Written by Andersen Prunty
Published by: Grindhouse Press
Publication Date: 2010
Format: Black / White – 150 pages
Price: $12.95
Rarely are readers of horror given the opportunity to laugh while wanting to throw up in their mouths a little bit. “Zombie” fiction (and the term should be used lightly here, as the lumbering corpses are never referred to as capital Zs) tends to lean more towards the horrific and generally contains little, if any, humor, laughs being had in tiny corners of the narrative that only last for a few moments before returning to the nightmare of a tide of mobile cadavers breaking against humanity.
Andersen Prunty’s short novel Morning is Dead is, honestly, more humor than horror, though it has a few moments of intense creepiness that, coupled with the rotating perspectives employed throughout the narrative, work incredibly well.

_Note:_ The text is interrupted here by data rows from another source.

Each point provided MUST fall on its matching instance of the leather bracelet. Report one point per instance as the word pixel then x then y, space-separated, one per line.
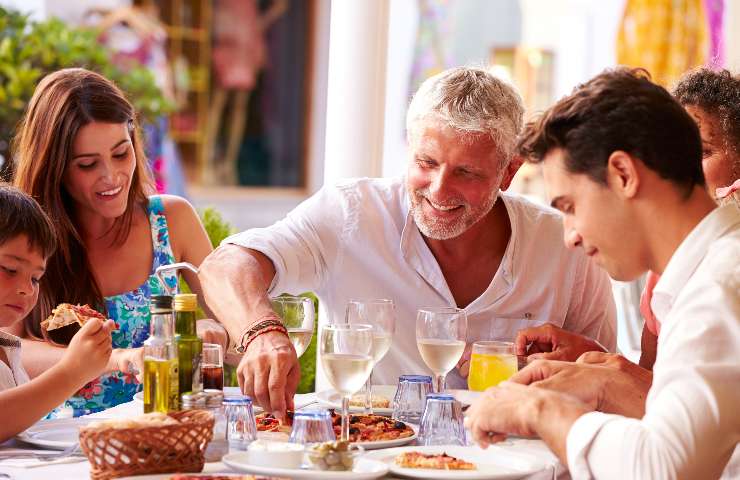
pixel 273 328
pixel 258 329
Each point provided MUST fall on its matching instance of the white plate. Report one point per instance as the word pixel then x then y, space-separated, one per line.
pixel 364 469
pixel 332 398
pixel 228 392
pixel 56 434
pixel 495 463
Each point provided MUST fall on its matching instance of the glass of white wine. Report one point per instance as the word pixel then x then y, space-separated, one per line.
pixel 346 353
pixel 381 314
pixel 298 316
pixel 440 338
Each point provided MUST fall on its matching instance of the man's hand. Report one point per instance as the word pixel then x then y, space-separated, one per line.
pixel 210 331
pixel 553 343
pixel 269 372
pixel 519 410
pixel 605 382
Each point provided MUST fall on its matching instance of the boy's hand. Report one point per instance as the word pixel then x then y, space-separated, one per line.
pixel 128 360
pixel 88 352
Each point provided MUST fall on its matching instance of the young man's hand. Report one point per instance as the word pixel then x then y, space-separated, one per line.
pixel 89 351
pixel 553 343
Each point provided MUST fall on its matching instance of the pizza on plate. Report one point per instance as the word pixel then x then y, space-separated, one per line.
pixel 221 477
pixel 362 428
pixel 378 401
pixel 66 320
pixel 68 314
pixel 434 461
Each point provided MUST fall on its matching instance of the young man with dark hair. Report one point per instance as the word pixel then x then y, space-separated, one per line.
pixel 622 161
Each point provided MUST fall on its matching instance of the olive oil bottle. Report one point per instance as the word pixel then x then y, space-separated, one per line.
pixel 161 377
pixel 189 346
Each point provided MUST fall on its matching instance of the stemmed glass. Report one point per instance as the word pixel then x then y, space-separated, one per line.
pixel 381 315
pixel 346 355
pixel 298 316
pixel 440 338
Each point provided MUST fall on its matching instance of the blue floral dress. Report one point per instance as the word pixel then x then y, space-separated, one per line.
pixel 130 311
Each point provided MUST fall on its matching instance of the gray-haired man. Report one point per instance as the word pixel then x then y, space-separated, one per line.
pixel 436 237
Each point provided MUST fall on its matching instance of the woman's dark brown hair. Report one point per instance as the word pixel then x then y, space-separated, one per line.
pixel 63 103
pixel 717 93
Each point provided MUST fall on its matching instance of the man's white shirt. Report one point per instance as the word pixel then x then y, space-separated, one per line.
pixel 357 240
pixel 692 418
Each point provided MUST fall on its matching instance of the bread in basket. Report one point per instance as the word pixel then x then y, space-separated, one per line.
pixel 152 443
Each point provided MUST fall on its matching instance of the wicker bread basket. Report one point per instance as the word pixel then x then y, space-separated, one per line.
pixel 122 452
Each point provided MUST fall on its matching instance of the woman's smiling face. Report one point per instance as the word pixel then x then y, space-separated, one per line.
pixel 98 176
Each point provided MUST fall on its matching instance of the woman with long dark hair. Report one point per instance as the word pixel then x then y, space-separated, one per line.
pixel 80 155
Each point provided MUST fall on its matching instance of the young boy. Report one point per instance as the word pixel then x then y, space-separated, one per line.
pixel 622 161
pixel 26 241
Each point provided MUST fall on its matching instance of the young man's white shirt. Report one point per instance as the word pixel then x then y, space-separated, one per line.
pixel 692 417
pixel 357 240
pixel 13 374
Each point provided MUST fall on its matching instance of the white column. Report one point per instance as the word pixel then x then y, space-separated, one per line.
pixel 355 109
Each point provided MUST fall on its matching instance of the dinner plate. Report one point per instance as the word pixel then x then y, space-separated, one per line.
pixel 334 399
pixel 364 469
pixel 495 463
pixel 55 434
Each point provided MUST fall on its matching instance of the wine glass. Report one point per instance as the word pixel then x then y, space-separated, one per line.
pixel 346 353
pixel 381 315
pixel 440 338
pixel 298 316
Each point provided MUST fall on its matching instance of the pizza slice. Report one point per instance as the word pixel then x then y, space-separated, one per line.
pixel 66 320
pixel 434 461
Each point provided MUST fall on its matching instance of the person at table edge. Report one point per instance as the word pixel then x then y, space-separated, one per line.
pixel 444 234
pixel 621 144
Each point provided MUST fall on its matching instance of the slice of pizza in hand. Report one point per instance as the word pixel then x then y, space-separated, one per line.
pixel 434 461
pixel 66 320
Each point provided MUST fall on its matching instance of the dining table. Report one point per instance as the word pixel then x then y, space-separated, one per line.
pixel 77 467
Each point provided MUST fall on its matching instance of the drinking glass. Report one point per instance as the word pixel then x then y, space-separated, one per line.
pixel 346 355
pixel 442 421
pixel 490 364
pixel 381 315
pixel 440 338
pixel 411 394
pixel 241 428
pixel 212 366
pixel 312 426
pixel 298 315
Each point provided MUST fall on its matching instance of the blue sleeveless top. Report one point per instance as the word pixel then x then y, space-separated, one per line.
pixel 130 311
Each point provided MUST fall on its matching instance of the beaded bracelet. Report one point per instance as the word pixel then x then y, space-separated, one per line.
pixel 264 326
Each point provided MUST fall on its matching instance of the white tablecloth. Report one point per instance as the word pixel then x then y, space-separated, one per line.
pixel 80 470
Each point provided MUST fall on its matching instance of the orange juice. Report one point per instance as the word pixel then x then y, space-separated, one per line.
pixel 488 370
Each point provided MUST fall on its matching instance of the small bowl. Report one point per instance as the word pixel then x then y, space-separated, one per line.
pixel 265 453
pixel 333 456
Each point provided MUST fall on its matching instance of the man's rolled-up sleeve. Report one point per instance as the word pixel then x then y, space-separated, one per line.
pixel 305 246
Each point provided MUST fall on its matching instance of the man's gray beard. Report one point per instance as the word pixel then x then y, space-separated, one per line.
pixel 443 230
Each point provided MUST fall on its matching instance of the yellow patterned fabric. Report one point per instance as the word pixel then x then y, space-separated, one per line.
pixel 666 37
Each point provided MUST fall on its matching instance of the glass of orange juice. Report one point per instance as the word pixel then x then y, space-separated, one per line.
pixel 490 364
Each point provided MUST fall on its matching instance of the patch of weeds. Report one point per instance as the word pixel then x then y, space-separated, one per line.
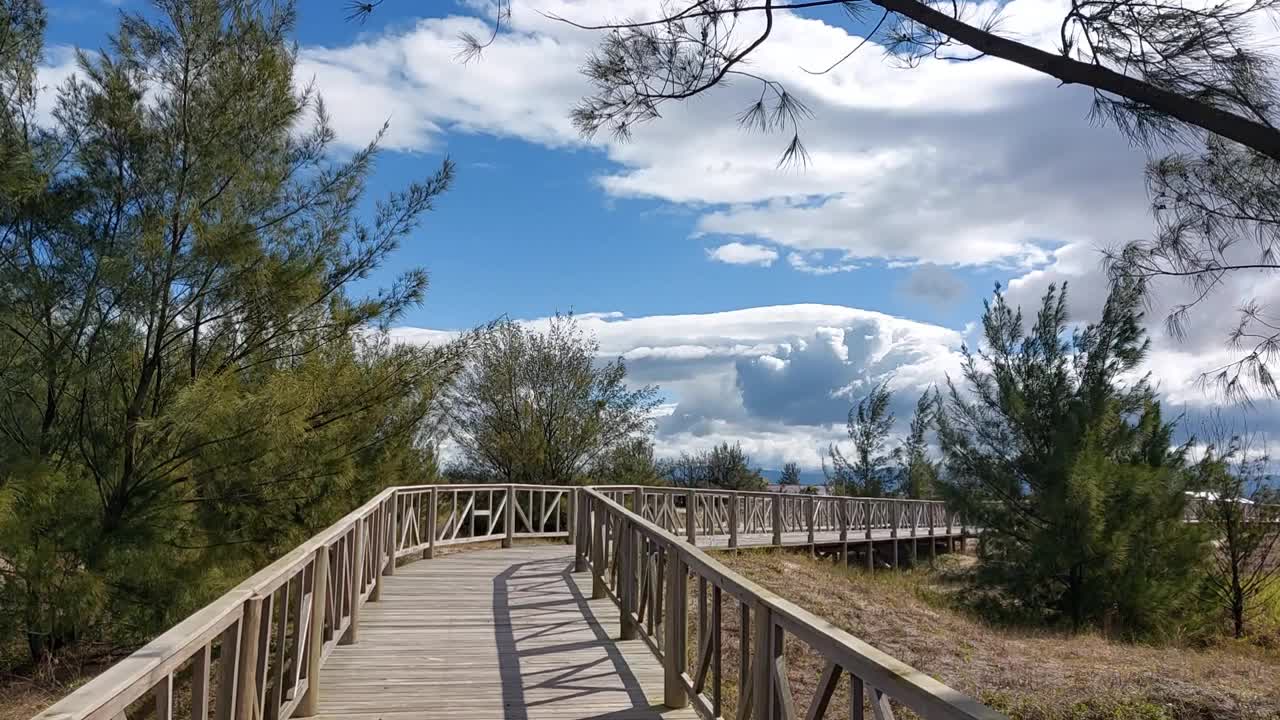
pixel 1027 707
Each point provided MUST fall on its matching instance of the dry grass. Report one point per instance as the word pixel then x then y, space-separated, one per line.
pixel 28 691
pixel 1031 675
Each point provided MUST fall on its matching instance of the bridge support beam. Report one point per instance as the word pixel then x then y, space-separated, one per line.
pixel 691 516
pixel 732 520
pixel 315 643
pixel 357 568
pixel 508 516
pixel 598 555
pixel 676 628
pixel 393 541
pixel 776 518
pixel 583 531
pixel 626 587
pixel 433 510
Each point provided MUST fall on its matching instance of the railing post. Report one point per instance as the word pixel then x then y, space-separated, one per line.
pixel 810 509
pixel 895 514
pixel 433 513
pixel 762 664
pixel 246 683
pixel 508 516
pixel 379 540
pixel 225 693
pixel 393 542
pixel 357 577
pixel 691 516
pixel 871 545
pixel 626 587
pixel 581 528
pixel 598 519
pixel 776 518
pixel 732 519
pixel 846 516
pixel 676 628
pixel 571 516
pixel 315 643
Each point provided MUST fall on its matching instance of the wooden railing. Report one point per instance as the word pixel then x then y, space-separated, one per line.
pixel 255 654
pixel 647 570
pixel 713 513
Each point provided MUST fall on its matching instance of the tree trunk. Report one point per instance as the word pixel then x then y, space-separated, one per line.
pixel 1074 72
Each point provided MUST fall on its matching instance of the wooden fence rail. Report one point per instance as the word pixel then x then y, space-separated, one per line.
pixel 255 652
pixel 648 572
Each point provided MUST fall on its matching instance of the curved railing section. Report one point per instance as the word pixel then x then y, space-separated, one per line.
pixel 648 572
pixel 255 652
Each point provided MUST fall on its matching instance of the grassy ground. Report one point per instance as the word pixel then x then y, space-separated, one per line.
pixel 1028 674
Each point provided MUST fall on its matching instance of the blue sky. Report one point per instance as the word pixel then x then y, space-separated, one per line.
pixel 763 301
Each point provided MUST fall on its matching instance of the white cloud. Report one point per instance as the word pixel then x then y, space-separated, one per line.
pixel 1176 364
pixel 777 379
pixel 743 254
pixel 952 164
pixel 813 264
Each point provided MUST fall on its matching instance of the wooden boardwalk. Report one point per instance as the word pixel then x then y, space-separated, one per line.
pixel 496 634
pixel 371 620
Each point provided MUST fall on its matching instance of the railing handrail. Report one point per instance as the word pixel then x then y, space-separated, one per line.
pixel 362 546
pixel 109 693
pixel 900 680
pixel 677 490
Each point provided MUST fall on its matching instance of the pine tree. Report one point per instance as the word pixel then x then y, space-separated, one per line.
pixel 917 470
pixel 190 384
pixel 790 474
pixel 869 425
pixel 536 408
pixel 1068 468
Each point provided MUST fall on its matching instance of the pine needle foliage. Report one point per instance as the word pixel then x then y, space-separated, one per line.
pixel 188 383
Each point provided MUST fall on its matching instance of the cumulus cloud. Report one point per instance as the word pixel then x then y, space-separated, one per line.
pixel 743 254
pixel 952 164
pixel 1178 364
pixel 778 379
pixel 935 285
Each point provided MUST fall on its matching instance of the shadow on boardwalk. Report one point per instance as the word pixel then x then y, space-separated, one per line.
pixel 542 651
pixel 493 634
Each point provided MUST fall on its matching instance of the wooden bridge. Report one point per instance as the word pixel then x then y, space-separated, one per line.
pixel 621 611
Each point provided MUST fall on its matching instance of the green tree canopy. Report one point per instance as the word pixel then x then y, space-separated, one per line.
pixel 869 424
pixel 725 466
pixel 790 474
pixel 540 408
pixel 1068 465
pixel 188 382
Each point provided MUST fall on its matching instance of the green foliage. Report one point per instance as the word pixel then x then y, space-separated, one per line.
pixel 188 387
pixel 536 408
pixel 869 425
pixel 918 473
pixel 1238 506
pixel 722 466
pixel 1069 470
pixel 627 464
pixel 790 474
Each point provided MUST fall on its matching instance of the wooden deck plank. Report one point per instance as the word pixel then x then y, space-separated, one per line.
pixel 494 633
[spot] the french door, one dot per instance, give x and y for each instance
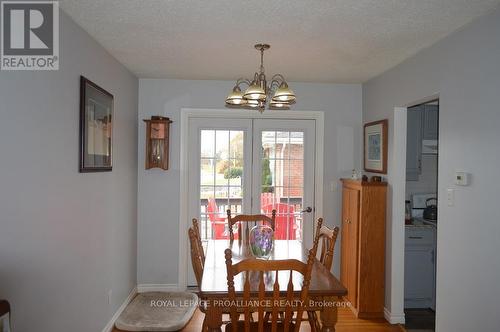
(252, 166)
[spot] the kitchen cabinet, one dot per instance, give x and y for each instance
(362, 261)
(430, 125)
(420, 267)
(414, 143)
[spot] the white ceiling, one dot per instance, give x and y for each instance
(343, 41)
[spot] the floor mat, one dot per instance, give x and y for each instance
(158, 311)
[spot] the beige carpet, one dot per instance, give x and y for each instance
(158, 311)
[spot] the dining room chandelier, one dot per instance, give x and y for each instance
(276, 94)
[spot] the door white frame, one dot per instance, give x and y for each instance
(187, 113)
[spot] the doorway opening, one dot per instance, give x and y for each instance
(422, 149)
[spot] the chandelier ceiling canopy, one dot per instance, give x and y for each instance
(276, 94)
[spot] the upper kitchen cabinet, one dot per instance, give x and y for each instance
(430, 124)
(414, 143)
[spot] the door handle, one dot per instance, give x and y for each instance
(308, 210)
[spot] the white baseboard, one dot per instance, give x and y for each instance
(394, 318)
(141, 288)
(111, 323)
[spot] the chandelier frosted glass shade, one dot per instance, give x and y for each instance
(255, 92)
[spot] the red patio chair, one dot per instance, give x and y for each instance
(285, 219)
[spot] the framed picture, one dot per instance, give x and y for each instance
(96, 127)
(375, 147)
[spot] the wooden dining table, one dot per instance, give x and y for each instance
(325, 291)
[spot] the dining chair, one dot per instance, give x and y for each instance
(196, 255)
(247, 218)
(286, 227)
(262, 292)
(327, 238)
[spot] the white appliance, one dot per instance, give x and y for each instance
(430, 146)
(420, 257)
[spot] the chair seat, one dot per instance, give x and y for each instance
(254, 326)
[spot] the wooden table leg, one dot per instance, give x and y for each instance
(214, 317)
(329, 315)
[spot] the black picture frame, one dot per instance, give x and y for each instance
(96, 128)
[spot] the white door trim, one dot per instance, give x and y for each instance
(187, 113)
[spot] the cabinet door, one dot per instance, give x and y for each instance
(414, 143)
(349, 254)
(419, 276)
(430, 122)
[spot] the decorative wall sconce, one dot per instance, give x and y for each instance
(157, 142)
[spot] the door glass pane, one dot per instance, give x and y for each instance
(221, 179)
(282, 183)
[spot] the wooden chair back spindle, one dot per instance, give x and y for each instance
(198, 237)
(327, 237)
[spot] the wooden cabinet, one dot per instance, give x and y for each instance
(420, 267)
(430, 122)
(362, 269)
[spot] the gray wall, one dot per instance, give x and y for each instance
(158, 195)
(66, 238)
(464, 69)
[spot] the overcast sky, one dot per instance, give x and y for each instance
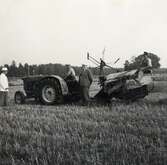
(62, 31)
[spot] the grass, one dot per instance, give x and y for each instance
(117, 133)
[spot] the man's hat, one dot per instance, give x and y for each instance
(4, 69)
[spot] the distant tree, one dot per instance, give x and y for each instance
(21, 71)
(139, 61)
(13, 69)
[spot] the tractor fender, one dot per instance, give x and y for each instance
(61, 82)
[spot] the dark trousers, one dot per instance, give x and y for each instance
(85, 94)
(3, 98)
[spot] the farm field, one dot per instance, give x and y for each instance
(118, 133)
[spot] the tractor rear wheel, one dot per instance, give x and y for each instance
(19, 97)
(50, 92)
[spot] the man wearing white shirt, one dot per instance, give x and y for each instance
(4, 87)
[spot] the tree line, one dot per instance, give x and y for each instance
(22, 70)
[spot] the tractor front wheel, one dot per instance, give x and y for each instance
(50, 92)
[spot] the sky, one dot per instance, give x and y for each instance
(63, 31)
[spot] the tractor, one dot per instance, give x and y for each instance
(48, 89)
(52, 89)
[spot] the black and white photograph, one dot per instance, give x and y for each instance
(83, 82)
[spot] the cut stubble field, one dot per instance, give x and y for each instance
(118, 133)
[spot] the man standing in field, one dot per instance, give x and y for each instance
(4, 87)
(85, 80)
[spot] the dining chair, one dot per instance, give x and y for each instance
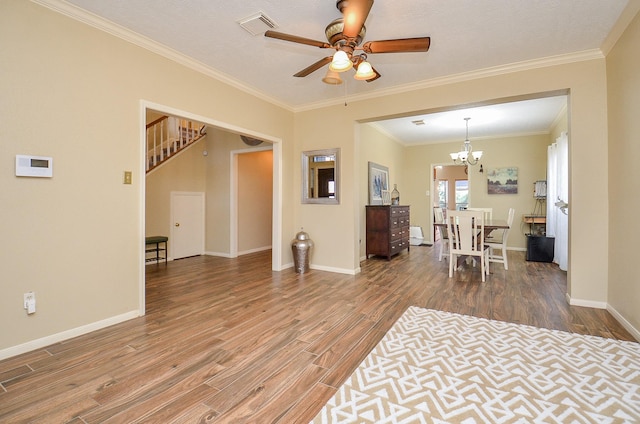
(501, 243)
(438, 217)
(488, 212)
(466, 238)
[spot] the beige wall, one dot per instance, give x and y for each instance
(80, 104)
(623, 78)
(378, 148)
(74, 93)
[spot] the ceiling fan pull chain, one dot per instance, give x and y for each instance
(346, 82)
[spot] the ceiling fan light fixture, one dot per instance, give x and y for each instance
(341, 62)
(365, 71)
(332, 78)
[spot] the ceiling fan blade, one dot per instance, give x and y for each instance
(375, 77)
(296, 39)
(419, 44)
(354, 13)
(314, 67)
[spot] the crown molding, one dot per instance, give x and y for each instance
(102, 24)
(465, 76)
(98, 22)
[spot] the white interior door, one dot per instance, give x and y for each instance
(187, 224)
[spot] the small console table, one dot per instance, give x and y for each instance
(156, 240)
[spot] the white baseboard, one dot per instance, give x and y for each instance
(65, 335)
(220, 254)
(626, 324)
(336, 270)
(604, 305)
(257, 249)
(586, 303)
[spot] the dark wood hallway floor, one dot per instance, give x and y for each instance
(228, 340)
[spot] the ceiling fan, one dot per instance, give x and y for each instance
(345, 35)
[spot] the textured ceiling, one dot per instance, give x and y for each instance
(466, 36)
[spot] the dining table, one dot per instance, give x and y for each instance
(490, 225)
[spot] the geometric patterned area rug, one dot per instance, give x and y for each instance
(441, 367)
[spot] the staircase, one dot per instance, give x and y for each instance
(167, 136)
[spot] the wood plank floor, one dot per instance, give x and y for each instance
(228, 340)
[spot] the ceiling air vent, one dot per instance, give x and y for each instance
(257, 24)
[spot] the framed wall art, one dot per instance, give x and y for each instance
(502, 181)
(378, 183)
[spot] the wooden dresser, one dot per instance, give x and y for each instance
(387, 230)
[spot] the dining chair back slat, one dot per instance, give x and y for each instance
(466, 238)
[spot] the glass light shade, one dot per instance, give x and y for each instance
(365, 71)
(332, 78)
(340, 62)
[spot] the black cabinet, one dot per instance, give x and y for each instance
(540, 248)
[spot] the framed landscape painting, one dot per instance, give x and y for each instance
(502, 181)
(378, 183)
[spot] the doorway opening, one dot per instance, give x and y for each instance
(276, 183)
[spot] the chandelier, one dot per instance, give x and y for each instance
(466, 156)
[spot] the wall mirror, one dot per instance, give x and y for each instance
(320, 176)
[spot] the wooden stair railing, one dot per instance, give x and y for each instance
(169, 135)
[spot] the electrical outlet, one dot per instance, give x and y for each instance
(30, 302)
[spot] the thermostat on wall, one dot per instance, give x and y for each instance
(34, 166)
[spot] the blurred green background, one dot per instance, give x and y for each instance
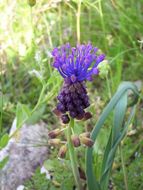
(27, 36)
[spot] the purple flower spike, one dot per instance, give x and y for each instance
(76, 65)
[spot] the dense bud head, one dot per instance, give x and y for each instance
(87, 116)
(75, 140)
(62, 151)
(54, 133)
(86, 141)
(76, 65)
(86, 134)
(57, 112)
(65, 119)
(71, 100)
(31, 2)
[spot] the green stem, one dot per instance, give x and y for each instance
(72, 155)
(123, 167)
(108, 87)
(78, 21)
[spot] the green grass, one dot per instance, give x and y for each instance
(25, 33)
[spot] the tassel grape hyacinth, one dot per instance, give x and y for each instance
(76, 65)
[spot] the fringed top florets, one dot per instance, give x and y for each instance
(78, 63)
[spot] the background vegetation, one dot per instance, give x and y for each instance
(27, 36)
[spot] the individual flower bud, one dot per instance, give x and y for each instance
(62, 151)
(86, 141)
(87, 116)
(54, 142)
(75, 140)
(89, 127)
(53, 134)
(57, 112)
(31, 2)
(65, 119)
(86, 134)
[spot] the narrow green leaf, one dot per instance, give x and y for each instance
(3, 162)
(4, 140)
(123, 88)
(22, 114)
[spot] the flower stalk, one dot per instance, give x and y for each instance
(72, 155)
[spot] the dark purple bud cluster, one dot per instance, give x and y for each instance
(73, 99)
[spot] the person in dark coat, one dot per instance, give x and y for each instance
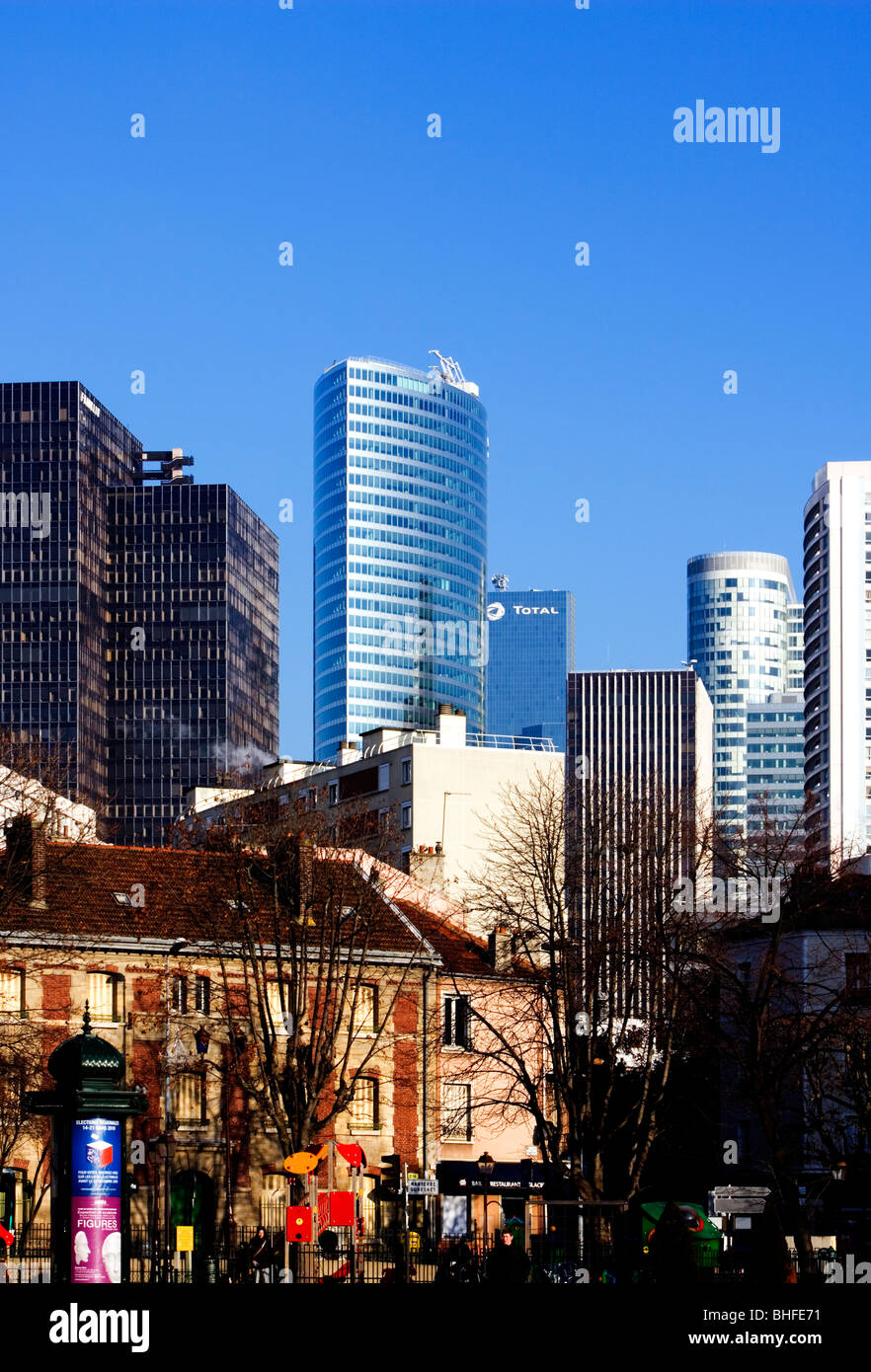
(508, 1265)
(262, 1256)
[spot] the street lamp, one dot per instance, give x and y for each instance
(485, 1165)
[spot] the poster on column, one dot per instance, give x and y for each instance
(96, 1200)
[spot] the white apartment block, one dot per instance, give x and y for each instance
(430, 791)
(836, 566)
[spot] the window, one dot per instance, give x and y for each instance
(857, 967)
(281, 1017)
(190, 1101)
(13, 991)
(201, 995)
(457, 1110)
(455, 1028)
(365, 1014)
(179, 994)
(105, 996)
(363, 1106)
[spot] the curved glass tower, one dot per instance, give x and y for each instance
(745, 633)
(399, 549)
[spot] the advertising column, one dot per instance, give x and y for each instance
(96, 1200)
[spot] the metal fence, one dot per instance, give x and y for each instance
(406, 1259)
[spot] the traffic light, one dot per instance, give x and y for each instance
(391, 1175)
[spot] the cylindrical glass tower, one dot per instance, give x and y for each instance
(399, 549)
(745, 633)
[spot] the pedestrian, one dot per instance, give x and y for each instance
(508, 1263)
(262, 1256)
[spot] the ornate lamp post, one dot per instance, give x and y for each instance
(485, 1165)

It’s like peanut butter and chocolate, if peanut butter and chocolate were laced with rust, vomit, blood and oozing green radiation byproducts.
Alvin and April blue are seriously estranged. Alvin’s been laid off from his job at the Point, a vaguely sinister plant looming over Dayton, Ohio that seems to employ almost every member of the community; April, a nurse, has been sleeping with a colleague, Dr. Brett Morning. When the novel begins, Morning has been murdered and April injured, supposedly in an attack perpetrated by Alvin, who lays bandaged in a coma in the same hospital where his wife has been working and sleeping around.
As April sits in vigil at the foot of Alvin’s hospital bed, listening to the sounds of the various monitors hooked up to his motionless form and trying to make sense of the senseless, Alvin races through a Dayton of perpetual night, a cracked-mirror reflection of his hometown populated by crooked cops, abortion whores, shambling irradiated corpses with needle tip fingers and a twisted madman named Archer who likes to hunt the “rades” for their explosive pelts.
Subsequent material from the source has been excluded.